13C-NMR, 1H-NMR and gas-chromatography mass-spectrometry studies of the biosynthesis of 13C-enriched L-lysine by Brevibacterium flavum.

The basic metabolic pathways of lysine biosynthesis in Brevibacterium flavum, a strain which excretes excessive amounts of L-lysine, have been followed by using two 13C-labeled precursors. 13C- and 1H-NMR spectroscopies in conjunction with gas chromatography mass spectrometry (GC-MS) have revealed the various metabolic pathways leading to L-[13C]lysine. Discrete metabolic pathways give rise to distinct labeling patterns. L-Lysine resulting from [1-13C]glucose fermentation is relatively specifically labeled: L-[3,5-13C]lysine is the main product. Experimental and theoretical approaches based on the 13C-enrichment values of intracellular glutamate, a major intermediate metabolite, allowed us to assess the relative contribution of the major metabolic pathways forming lysine.

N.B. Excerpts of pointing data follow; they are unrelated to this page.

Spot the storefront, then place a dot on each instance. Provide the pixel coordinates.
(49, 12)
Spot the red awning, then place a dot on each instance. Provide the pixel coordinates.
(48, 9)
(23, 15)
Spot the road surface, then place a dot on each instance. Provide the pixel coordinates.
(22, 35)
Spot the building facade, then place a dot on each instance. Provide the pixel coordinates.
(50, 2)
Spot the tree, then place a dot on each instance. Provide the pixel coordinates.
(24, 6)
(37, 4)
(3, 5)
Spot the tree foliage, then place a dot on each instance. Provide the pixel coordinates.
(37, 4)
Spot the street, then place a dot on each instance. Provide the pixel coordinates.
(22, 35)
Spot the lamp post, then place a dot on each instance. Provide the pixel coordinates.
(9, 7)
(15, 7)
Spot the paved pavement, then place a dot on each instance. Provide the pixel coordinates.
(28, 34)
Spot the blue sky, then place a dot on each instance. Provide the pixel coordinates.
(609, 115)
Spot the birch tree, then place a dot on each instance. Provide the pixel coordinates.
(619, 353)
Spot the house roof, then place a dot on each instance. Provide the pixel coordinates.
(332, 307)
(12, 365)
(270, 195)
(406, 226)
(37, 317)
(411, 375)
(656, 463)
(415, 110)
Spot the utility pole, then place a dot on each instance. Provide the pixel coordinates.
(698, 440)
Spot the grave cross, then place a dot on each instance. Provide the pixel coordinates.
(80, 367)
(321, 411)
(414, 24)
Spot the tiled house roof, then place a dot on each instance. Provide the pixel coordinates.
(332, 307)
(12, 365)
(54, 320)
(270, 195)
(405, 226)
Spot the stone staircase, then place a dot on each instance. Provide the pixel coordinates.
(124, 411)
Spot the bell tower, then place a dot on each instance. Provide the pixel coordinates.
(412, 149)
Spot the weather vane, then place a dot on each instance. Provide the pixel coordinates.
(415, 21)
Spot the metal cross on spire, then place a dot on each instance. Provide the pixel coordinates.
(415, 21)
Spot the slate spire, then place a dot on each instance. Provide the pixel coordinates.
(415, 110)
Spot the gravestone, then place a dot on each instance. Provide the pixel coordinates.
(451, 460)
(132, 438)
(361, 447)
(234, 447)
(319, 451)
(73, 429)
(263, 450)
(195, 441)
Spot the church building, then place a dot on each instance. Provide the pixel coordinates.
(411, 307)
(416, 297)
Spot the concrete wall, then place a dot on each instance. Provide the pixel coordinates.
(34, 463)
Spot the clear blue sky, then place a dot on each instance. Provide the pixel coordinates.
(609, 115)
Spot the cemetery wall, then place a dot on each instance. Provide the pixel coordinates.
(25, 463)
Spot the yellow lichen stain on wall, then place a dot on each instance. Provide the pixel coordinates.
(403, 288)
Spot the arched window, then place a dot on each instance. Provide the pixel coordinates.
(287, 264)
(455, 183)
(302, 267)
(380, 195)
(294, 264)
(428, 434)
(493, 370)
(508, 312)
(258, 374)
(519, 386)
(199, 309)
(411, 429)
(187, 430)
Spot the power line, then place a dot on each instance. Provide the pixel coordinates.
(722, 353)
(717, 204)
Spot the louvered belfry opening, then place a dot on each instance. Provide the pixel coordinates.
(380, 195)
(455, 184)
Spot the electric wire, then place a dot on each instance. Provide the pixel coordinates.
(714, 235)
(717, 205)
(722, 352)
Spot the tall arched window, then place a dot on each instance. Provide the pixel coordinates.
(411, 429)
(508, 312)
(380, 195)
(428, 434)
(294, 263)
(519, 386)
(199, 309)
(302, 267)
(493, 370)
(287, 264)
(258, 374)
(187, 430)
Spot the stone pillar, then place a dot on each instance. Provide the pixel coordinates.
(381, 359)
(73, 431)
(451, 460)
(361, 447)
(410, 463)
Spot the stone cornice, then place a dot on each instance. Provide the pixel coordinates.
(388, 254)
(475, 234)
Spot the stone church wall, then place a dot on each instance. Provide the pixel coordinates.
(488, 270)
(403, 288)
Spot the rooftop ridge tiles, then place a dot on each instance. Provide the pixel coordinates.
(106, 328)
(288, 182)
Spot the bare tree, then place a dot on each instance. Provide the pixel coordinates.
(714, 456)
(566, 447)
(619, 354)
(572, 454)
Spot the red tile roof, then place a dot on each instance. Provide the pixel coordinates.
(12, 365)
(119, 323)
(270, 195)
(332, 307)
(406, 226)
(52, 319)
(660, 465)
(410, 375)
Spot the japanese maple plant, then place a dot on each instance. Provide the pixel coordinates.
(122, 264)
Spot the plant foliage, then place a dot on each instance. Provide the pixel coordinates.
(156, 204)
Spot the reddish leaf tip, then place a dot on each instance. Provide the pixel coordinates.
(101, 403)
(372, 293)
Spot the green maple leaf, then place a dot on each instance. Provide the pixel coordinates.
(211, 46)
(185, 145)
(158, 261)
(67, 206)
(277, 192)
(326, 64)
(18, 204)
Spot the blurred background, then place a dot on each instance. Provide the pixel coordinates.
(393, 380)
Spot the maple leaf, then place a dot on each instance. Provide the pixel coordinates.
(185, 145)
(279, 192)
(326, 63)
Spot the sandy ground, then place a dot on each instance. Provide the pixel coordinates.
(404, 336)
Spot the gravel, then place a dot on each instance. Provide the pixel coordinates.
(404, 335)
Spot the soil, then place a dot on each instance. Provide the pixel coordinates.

The labeling pattern of glutamate reflects the isotope distribution in 2-oxoglutarate. When [2-13C]acetate is used as the sole carbon source in the culture, the energy-producing steps of the Krebs cycle are essential. The higher activity of the Krebs cycle, when endogenous carbohydrates are exhausted from the culture, is indicated by the increased 13C enrichment in C-1 of lysine and reveal a high content of isotopomers of four, five and six 13C atoms in the lysine molecule, pointing out that the four-carbon intermediates of the cycle are being derived from the glyoxylate shunt pathway. Such a phenomenon does not occur in glucose fermentation. GC-MS analyses of 13C enrichments and isotopomer distributions in metabolites and end products are in good agreement with the predicted contribution of each metabolic pathway. This new methodological approach of combined NMR and GC-MS has been demonstrated to be applicable to various other metabolic studies.